InstaNAS: Instance-aware Neural Architecture Search

AAAI'20   |   ICML'19 AutoML Workshop

An-Chieh Cheng*    Chieh Hubert Lin*    Da-Cheng Juan    Wei Wei    Min Sun   

National Tsing Hua University    Google AI   

Paper (Arxiv) | Code (to be released soon)

▲ The concept of InstaNAS is to search for a distribution of architectures. The controller is responsible for selecting a corresponding child architecture for each given input image. Each child architecture within the final distribution may be an expert of specific domains or speedy inference. In contrast, a conventional NAS method only searches for a single architecture from the search space, which cannot fully exploit the power of NAS while searching with multiple objectives.

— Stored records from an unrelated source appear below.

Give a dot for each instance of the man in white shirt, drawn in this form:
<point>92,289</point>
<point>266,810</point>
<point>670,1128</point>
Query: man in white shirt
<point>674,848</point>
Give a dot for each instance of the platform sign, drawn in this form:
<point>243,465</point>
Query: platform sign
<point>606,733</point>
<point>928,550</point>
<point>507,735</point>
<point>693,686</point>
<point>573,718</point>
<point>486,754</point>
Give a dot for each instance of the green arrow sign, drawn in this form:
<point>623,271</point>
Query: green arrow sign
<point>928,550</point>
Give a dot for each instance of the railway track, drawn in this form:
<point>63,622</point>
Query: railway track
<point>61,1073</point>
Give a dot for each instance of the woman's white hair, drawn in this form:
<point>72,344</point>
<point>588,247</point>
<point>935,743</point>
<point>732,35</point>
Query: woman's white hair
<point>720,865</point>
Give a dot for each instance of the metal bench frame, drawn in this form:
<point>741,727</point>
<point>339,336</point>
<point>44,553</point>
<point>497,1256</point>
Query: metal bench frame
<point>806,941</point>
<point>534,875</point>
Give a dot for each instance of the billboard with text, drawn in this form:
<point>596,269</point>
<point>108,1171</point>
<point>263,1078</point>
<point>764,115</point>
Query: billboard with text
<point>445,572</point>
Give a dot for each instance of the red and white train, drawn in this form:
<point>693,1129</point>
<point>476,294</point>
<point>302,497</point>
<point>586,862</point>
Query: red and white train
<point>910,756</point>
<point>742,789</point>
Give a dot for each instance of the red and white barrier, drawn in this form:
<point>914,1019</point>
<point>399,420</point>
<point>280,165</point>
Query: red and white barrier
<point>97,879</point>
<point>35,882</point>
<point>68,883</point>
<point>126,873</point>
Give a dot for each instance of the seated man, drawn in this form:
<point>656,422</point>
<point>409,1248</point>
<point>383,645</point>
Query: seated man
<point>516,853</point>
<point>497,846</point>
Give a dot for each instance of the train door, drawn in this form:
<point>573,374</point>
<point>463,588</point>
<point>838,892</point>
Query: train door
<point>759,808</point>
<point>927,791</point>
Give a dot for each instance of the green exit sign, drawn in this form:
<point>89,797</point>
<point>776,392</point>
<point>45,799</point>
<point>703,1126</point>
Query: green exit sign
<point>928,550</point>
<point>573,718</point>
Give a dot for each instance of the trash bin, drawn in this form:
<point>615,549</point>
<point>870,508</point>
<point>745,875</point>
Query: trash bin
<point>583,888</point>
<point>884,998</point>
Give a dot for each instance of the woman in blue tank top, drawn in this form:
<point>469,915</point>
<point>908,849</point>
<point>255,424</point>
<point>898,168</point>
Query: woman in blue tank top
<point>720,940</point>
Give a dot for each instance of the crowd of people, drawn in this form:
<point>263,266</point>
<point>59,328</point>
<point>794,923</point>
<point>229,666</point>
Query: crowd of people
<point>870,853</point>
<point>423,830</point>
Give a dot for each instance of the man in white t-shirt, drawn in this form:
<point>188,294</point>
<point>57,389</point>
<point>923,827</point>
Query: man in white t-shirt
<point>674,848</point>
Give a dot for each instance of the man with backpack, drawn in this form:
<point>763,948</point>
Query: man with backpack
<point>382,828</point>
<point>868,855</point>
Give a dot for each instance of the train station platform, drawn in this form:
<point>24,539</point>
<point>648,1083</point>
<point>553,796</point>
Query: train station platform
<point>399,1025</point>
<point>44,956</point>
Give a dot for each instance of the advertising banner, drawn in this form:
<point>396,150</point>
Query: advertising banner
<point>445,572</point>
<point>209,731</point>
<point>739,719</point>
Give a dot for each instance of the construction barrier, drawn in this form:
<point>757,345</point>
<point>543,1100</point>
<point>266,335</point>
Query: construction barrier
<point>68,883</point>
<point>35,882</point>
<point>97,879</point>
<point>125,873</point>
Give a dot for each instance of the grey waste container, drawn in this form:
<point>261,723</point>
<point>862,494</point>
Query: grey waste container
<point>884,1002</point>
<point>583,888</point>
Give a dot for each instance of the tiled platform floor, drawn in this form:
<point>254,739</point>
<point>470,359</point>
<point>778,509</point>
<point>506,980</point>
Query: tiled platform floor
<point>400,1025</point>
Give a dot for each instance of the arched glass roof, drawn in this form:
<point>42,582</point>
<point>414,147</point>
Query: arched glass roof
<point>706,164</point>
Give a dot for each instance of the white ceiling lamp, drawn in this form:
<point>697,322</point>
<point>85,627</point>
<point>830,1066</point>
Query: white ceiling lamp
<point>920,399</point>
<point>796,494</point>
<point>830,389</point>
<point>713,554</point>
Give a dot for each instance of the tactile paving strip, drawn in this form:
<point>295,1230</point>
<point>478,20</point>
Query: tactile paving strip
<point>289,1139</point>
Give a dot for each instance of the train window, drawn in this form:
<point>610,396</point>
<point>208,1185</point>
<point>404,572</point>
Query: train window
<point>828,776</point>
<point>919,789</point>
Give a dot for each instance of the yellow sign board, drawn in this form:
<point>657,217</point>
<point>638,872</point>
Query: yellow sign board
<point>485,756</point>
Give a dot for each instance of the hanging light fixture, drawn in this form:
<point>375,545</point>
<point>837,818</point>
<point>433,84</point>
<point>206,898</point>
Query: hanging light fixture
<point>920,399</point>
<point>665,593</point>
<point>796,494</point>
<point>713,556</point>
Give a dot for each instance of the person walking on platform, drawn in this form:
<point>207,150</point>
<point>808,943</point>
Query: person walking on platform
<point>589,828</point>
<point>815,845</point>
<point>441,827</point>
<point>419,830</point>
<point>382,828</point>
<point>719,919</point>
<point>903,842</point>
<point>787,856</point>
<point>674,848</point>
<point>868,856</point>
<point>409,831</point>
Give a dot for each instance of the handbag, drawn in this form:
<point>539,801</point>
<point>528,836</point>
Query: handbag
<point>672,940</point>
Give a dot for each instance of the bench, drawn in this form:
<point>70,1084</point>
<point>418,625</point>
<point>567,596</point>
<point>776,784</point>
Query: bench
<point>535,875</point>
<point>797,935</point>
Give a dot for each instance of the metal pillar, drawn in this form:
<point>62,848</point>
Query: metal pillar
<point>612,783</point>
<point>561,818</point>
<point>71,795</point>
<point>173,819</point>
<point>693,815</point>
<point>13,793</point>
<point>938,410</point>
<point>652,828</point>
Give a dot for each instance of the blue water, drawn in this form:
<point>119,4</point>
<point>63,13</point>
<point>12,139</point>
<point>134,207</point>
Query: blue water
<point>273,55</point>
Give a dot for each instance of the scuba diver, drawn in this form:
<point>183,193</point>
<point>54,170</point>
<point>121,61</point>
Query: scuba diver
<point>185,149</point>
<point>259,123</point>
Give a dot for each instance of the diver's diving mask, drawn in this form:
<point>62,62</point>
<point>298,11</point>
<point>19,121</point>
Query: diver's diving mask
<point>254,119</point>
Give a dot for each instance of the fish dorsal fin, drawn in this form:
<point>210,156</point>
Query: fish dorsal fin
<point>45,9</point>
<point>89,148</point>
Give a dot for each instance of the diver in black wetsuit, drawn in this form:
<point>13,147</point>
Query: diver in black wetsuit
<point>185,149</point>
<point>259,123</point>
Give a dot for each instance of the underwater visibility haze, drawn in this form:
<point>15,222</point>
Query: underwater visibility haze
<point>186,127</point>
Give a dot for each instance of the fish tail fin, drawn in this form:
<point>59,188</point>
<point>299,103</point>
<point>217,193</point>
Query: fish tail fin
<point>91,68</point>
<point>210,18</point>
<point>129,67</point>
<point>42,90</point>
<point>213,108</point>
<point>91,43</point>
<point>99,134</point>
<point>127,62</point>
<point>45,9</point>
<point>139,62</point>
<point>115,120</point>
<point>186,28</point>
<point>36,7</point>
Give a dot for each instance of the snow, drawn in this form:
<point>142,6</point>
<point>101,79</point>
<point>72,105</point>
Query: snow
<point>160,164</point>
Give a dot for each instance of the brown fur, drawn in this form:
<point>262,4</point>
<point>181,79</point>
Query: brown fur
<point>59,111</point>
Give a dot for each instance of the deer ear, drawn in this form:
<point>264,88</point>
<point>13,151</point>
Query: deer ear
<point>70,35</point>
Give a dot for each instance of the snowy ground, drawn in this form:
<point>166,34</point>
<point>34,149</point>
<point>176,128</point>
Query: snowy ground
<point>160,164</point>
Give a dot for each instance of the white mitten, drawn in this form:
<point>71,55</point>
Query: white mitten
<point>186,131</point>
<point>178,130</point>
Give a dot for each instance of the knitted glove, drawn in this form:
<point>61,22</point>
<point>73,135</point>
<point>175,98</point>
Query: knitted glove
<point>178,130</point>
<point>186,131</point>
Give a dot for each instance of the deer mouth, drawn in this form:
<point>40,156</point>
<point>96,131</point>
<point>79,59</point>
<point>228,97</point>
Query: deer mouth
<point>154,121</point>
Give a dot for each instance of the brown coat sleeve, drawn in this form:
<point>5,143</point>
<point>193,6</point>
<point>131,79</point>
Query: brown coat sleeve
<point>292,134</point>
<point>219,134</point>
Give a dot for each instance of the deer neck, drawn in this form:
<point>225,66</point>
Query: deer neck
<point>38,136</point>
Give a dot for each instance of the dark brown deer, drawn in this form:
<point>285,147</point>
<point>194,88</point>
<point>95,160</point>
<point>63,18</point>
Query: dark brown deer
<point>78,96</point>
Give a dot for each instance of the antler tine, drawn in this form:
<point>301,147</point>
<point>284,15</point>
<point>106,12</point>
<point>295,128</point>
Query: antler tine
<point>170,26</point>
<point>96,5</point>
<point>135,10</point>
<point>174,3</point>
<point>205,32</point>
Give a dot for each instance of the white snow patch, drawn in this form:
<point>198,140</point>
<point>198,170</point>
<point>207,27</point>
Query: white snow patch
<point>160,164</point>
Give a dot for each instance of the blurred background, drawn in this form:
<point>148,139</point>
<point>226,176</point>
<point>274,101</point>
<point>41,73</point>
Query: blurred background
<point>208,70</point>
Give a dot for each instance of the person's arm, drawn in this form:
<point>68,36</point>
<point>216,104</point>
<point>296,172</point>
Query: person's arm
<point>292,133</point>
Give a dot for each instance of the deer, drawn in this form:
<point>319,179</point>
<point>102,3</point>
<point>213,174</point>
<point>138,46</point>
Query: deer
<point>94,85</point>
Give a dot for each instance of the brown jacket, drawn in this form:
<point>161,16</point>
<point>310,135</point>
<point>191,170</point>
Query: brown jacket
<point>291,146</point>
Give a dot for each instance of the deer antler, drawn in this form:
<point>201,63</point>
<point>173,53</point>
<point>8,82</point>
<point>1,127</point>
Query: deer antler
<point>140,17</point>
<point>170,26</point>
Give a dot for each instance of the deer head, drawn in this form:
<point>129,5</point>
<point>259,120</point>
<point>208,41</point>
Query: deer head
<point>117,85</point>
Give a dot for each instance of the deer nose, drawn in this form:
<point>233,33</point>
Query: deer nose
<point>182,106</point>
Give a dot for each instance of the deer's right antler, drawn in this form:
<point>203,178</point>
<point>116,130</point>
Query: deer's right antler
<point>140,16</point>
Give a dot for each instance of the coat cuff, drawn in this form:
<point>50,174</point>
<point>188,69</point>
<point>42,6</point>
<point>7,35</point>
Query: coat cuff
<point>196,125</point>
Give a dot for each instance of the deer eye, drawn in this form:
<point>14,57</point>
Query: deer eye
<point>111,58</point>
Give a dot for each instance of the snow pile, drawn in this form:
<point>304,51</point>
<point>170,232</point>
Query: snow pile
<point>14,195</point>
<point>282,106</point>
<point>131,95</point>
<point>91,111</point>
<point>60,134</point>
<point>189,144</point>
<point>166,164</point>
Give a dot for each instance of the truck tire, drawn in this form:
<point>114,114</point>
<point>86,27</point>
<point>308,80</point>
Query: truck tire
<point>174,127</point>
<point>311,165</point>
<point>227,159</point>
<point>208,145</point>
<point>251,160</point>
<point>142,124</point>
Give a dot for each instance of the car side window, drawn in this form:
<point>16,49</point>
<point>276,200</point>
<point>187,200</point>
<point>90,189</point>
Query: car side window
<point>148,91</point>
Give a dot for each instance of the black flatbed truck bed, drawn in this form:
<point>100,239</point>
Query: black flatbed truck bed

Neural Architecture Search (NAS) aims at finding one “single” architecture that achieves the best accuracy for a given task such as image recognition. In this paper, we study the instance-level variation, and demonstrate that instance-awareness is an important yet currently missing component of NAS. Based on this observation, we propose InstaNAS for searching toward instance-level architectures; the controller is trained to search and form a “distribution of architectures” instead of a single final architecture. Then during the inference phase, the controller selects an architecture from the distribution, tailored for each unseen image to achieve both high accuracy and short latency. The experimental results show that InstaNAS reduces the inference latency without compromising classification accuracy. On average, InstaNAS achieves 48.9% latency reduction on CIFAR-10 and 40.2% latency reduction on CIFAR-100 with respect to MobileNetV2 architecture.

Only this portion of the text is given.